教育機関の皆様へ

地域若者サポートステーション(通称「サポステ」)は、働く意欲はあるものの、様々な理由で一歩が踏み出せない若者の職業的自立を支援する施設です。 特に、進路が決まらないまま学校を中退した若者の場合、その後年齢を重ねてもなかなか無業の状態から抜け出しにくい実態があります。

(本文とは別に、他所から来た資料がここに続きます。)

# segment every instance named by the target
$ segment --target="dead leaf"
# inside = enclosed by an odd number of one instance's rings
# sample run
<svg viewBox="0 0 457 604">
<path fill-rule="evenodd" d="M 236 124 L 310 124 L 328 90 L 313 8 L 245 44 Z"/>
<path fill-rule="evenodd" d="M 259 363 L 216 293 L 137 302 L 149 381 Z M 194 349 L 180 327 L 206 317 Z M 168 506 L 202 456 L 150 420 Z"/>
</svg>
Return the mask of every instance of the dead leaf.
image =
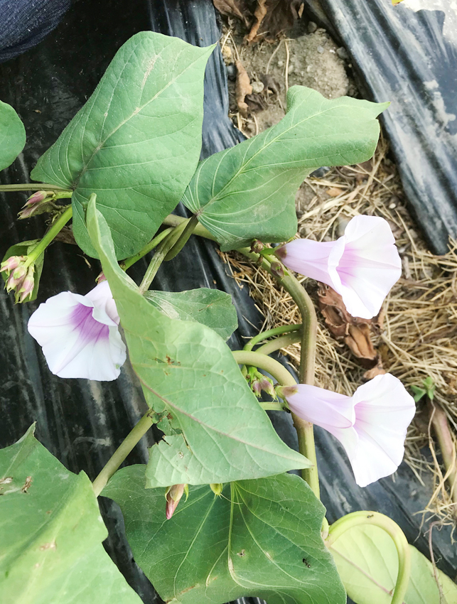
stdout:
<svg viewBox="0 0 457 604">
<path fill-rule="evenodd" d="M 249 17 L 252 13 L 244 0 L 213 0 L 213 4 L 222 15 L 238 17 L 244 23 L 246 27 L 249 26 Z"/>
<path fill-rule="evenodd" d="M 326 193 L 330 197 L 338 197 L 343 193 L 343 190 L 338 187 L 330 187 L 329 189 L 327 189 Z"/>
<path fill-rule="evenodd" d="M 244 117 L 247 115 L 247 104 L 244 102 L 246 95 L 252 94 L 252 87 L 251 86 L 251 80 L 247 75 L 247 72 L 241 61 L 235 61 L 237 68 L 237 83 L 235 86 L 235 95 L 237 97 L 237 104 L 240 109 L 240 113 Z"/>
<path fill-rule="evenodd" d="M 332 335 L 344 341 L 362 367 L 372 371 L 376 369 L 377 375 L 385 373 L 371 340 L 371 334 L 378 333 L 382 328 L 383 311 L 372 319 L 353 317 L 346 310 L 340 294 L 325 284 L 319 284 L 318 297 L 319 308 Z"/>
<path fill-rule="evenodd" d="M 254 13 L 255 21 L 254 22 L 251 31 L 246 36 L 247 42 L 252 42 L 257 36 L 259 28 L 262 25 L 264 17 L 267 15 L 267 0 L 257 0 L 257 6 Z"/>
</svg>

そのため、中退者等が就労へつながるよう切れ目のない支援を行うことが重要であると考えています。サポステでは、中退された方、進路未決定卒業生の就職を支援しています。

サポステって、何をするの?

中退された方、進路未決定卒業者への
アウトリーチ型相談

中退された方、進路未決定卒業者の希望に応じて、 自宅や学校へ訪問するアウトリーチ型の相談、 各種自立支援プログラムの紹介をします。

サポステの紹介・説明

中退した際のサポステ登録・支援開始のため、中退が決まった方の希望に応じて、高校等に出向いてサポステの紹介・説明をします。

教員の皆様への情報提供

高校等の教員の皆様へサポステの支援内容の詳細な情報を提供します。

アウトリーチって何?

「サポステに行くのは不安なので、学校・自宅等で相談したい」「サポステまでが遠く、交通費がかかる」という中退者の皆様のため、サポステのスタッフが自宅や学校へお伺いし相談にのったり、各種自立支援プログラムの紹介をしたりしています。

教育機関との連携事例

事例1

「たくさんの大人に会うことが若者の未来を広げます」
(金沢 信之[神奈川県立田奈高等学校 教諭]

田奈高校に来て10年になりますが、生徒から就職相談を受けるなかで、学校だけでは補えない部分があると感じ、 7年前から外部団体と連携して就職支援を行っています。なかでも、サポステ相談員の方によるソーシャルスキルトレーニングはとても有効。 高校生のうちに職場でのコミュニケーションを身に付けられるので、就職率の向上だけでなく、離職率低下にもつながっています。 就職先が決まらず卒業した生徒も、在学中に会ったサポステの方をたよって相談に行くケースもあり、 サポステと学校が連携して支援を続けて行けることにも大きなメリットを感じています。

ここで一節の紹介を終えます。